When the kids first came to live with us, we lived in an impressively tiny three-bedroom apartment. As small as you can get and still have three areas where there are beds surrounded by walls.

There was one bathroom.

It was so small that when I moved in, I only unpacked my clothes, and not even all of those.

The main area was a living room that ran into the kitchen, all open together, and the kitchen floor was another place for the kids to hang out (because the bedrooms were so small, this was one of exactly three places they could hang out, unless you count the outside, in which case there were four).

One day I was in the kitchen pretending to make dinner and #5 was spinning around on the floor. He was four years old. Suddenly, he started screaming, “Owie, owie owie!!!” and grabbed his head. Because I didn’t see him hit his head and had been a parent for about nine days, I knew that he was having either a stroke or an aneurysm and would be dead within seconds, and I bent down and grabbed him in a blind panic.

“What’s wrong buddy? Can you wiggle your toes? Blink if you can hear me!”

He stopped crying long enough to reach up and grab the zipper on my sweater. Let me clarify that: he grabbed the zipper of my cardigan, underneath which I was wearing nothing (and I mean nothing) and yanked it down, and thus, wide open.

Then he snickered.

And that’s the story of how #5 faked a head injury in order to look down (around? through?) my shirt.

He went on to successfully perform variations of this trick on my mother, one of his cousins, several well-endowed babysitters, and probably a few people I don’t know about.

Here’s another post about him getting a head start: Confidence Is Everything.

Confidence is Everything

Downtown LA, September, 2006.

The start of the custody transition. #5 comes to us a month shy of his fourth birthday still not potty-trained.
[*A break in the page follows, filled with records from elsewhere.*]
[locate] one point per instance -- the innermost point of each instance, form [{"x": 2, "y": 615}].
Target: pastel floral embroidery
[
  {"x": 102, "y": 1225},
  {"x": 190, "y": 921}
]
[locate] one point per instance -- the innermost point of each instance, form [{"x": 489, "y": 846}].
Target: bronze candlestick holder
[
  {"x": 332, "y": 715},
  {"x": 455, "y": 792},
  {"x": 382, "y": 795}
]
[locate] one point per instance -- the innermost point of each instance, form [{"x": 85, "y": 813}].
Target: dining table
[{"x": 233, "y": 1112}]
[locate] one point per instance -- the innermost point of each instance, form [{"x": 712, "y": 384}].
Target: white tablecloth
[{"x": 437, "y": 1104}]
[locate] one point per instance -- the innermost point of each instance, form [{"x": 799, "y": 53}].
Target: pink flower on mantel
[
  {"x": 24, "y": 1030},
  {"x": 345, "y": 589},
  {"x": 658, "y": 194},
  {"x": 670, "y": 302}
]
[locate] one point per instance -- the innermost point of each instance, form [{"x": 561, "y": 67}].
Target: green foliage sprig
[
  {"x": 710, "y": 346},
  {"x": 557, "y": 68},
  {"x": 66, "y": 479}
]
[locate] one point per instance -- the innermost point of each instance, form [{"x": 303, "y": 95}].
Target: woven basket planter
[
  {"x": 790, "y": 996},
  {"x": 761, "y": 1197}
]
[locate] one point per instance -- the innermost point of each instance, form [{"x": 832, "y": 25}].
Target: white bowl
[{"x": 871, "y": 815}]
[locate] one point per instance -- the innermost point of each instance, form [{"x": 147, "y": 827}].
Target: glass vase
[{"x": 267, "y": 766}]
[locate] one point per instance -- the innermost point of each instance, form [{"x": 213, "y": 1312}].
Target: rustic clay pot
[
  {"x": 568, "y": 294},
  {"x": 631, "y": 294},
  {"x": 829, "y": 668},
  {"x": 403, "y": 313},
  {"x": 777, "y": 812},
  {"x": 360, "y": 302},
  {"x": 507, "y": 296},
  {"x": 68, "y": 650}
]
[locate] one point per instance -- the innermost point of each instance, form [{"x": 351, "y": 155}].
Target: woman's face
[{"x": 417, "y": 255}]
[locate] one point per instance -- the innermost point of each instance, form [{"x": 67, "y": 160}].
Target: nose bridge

Enter the aptly named Celeste, the first of our many heaven-sent babysitters, who promptly begins bribing him with Skittles, to great effect.

CC and I and all the kids are walking downtown, heading to California Pizza Kitchen for dinner, when #5 suddenly grabs his crotch and screams “PEE!”. I’m still new at all this, so we quickly decide that it will be better for me to handle one boy rather than four girls, and #5 and I run full out towards the bathroom at CPK.

We make it.

It’s a small bathroom, two stalls. The only one open is the handicapped stall and we go in. I immediately see the problem: the toilet, built up to accommodate wheelchair users, is pretty high for a not-quite-four-year-old boy.

I am prepared to do anything to make this right because all I can think is that if I screw this up, he’s going to be hitting kindergarten still not potty trained.

Me: Hey buddy, this toilet is kind of high. Do you want me to lift you up? Do we need to wait for the other stall? Do you want to sit?

#5: No, it’s okay. My penis is big and I can stand on my tippy-toes.